10

I have a design matrix of p regressors, n observations, and I am trying to compute the sample variance-covariance matrix of the parameters. I am trying to directly calculate it using svd.

I am using R, when I take svd of the design matrix, I get three components: a matrix $U$ which is $n \times p$, a matrix $D$ which is $1\times 3$ (presumably eigenvalues), and a matrix $V$ which is $3\times 3$. I diagonalized $D$, making it a $3\times 3$ matrix with 0's in the off-diagonals.
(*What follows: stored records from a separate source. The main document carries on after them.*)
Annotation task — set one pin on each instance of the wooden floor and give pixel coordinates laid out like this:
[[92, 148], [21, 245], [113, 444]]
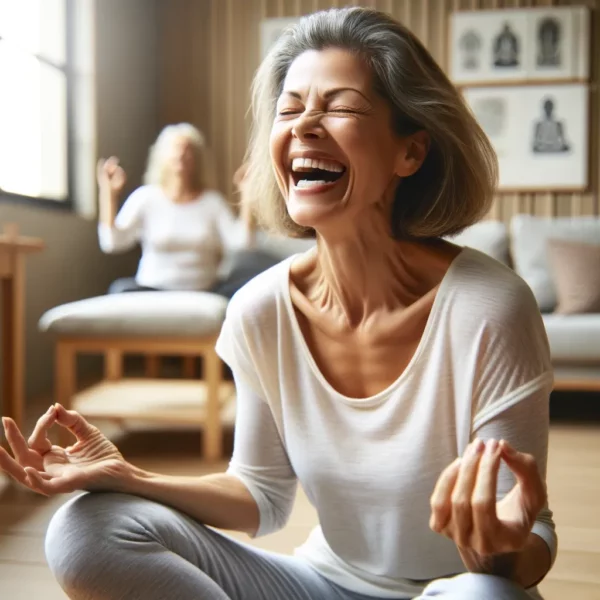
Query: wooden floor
[[573, 481]]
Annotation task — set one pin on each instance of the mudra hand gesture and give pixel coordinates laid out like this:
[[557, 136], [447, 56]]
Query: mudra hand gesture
[[464, 506], [111, 175], [92, 463]]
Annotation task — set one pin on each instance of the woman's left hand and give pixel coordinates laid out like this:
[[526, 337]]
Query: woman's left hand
[[464, 506]]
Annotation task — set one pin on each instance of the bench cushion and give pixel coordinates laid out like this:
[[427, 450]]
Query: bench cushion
[[188, 314], [574, 338]]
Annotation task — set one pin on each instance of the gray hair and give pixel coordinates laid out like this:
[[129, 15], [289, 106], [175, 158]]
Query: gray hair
[[454, 187], [156, 173]]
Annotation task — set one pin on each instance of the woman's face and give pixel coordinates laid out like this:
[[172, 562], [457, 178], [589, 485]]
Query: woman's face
[[181, 157], [332, 145]]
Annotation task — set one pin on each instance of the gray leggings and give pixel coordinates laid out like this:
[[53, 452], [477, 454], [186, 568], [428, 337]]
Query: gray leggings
[[115, 546]]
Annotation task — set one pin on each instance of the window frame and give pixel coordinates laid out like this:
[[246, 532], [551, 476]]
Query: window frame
[[67, 69]]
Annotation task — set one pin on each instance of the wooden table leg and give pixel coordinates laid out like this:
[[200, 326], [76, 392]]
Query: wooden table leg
[[213, 427], [13, 341], [189, 367], [65, 382]]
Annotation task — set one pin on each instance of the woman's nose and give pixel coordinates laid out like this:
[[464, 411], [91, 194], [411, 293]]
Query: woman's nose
[[308, 126]]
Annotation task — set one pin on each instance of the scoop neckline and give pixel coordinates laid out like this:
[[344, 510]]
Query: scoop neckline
[[380, 397]]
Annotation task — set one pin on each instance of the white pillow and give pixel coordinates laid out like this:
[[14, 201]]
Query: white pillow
[[489, 237], [529, 249]]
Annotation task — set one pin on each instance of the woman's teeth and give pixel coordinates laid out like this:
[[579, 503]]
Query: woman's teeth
[[307, 183], [304, 164]]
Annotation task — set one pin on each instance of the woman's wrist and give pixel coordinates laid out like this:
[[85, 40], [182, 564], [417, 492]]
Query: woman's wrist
[[502, 565], [132, 480]]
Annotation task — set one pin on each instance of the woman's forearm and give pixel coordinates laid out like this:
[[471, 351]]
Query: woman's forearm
[[218, 500], [527, 567], [533, 562], [108, 200]]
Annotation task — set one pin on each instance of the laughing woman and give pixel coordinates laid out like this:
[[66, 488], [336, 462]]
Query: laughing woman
[[402, 380]]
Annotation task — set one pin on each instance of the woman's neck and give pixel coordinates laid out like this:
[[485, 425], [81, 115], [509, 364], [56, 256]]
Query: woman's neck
[[366, 272]]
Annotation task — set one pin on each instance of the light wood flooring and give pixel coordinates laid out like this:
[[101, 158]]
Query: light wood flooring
[[573, 481]]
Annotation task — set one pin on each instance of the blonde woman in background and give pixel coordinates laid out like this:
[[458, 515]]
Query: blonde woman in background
[[183, 225]]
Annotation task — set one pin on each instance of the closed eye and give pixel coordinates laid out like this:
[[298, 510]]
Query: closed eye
[[351, 111]]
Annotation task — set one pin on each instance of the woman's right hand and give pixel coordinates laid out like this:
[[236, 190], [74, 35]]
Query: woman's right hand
[[93, 463], [111, 175]]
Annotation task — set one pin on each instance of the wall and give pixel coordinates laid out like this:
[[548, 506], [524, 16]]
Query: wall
[[210, 50], [72, 267]]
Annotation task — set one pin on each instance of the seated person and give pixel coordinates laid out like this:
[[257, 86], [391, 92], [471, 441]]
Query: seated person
[[183, 226], [427, 472]]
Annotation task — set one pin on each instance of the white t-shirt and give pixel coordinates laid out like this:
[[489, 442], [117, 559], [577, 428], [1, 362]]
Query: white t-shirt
[[182, 243], [369, 466]]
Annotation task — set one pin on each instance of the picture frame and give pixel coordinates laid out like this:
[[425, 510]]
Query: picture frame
[[270, 30], [540, 134], [489, 46], [529, 45]]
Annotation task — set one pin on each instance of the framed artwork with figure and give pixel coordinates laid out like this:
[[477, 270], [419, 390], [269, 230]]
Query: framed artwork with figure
[[540, 134], [270, 30], [494, 47]]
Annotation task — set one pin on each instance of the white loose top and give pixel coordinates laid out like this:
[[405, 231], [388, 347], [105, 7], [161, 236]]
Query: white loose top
[[369, 466], [182, 243]]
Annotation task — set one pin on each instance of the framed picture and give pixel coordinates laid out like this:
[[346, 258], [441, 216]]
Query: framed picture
[[489, 46], [270, 30], [518, 46], [561, 41], [540, 134]]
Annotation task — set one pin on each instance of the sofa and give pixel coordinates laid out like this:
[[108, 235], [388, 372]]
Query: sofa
[[536, 248]]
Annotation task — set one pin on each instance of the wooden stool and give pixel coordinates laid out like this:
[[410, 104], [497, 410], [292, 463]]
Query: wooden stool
[[150, 323]]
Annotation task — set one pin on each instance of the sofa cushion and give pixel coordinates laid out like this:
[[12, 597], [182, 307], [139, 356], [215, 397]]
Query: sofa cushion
[[189, 314], [489, 237], [573, 338], [575, 268], [530, 236]]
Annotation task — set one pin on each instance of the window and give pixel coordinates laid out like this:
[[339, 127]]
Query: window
[[35, 96]]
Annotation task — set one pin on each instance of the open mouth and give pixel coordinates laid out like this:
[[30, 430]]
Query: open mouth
[[312, 173]]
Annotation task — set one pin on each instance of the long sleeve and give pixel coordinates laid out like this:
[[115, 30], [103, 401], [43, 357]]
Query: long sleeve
[[260, 460], [512, 392], [234, 232], [525, 426], [126, 230]]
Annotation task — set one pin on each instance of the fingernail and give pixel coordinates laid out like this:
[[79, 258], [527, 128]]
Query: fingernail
[[491, 446], [507, 448], [477, 446]]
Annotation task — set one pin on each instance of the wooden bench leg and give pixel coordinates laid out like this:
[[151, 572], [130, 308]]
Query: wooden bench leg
[[189, 367], [65, 381], [213, 429], [113, 365], [152, 366]]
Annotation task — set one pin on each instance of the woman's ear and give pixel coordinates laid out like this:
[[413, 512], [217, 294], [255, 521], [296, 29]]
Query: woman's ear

Supposedly, the formula for covariance is: $V D^2 V'$, however, the matrix does not match, nor is it even close to R's built in function, vcov. Does anyone have any advice/references? I admit that I am a bit unskilled in this area.

mpiktas
  • 33,140
  • 5
  • 82
  • 138
Will
  • 357
  • 2
  • 8

1 Answers1

15

First, recall that under assumptions of multivariate normality of the linear-regression model, we have that $$ \hat{\beta} \sim \mathcal{N}( \beta, \sigma^2 (X^T X)^{-1} ) . $$

Now, if $X = U D V^T$ where the right-hand side is the SVD of X, then we get that $X^T X = V D U^T U D V = V D^2 V^T$. Hence, $$ (X^T X)^{-1} = V D^{-2} V^T . $$

We're still missing the estimate of the variance, which is $$ \hat{\sigma}^2 = \frac{1}{n - p} (y^T y - \hat{\beta}^T X^T y) . $$

Though I haven't checked, hopefully vcov returns $\hat{\sigma}^2 V D^{-2} V^T$.

Note: You wrote $V D^2 V^T$, which is $X^T X$, but we need the inverse for the variance-covariance matrix. Also note that in $R$, to do this computation you need to do

vcov.matrix <- var.est * (v %*% d^(-2) %*% t(v))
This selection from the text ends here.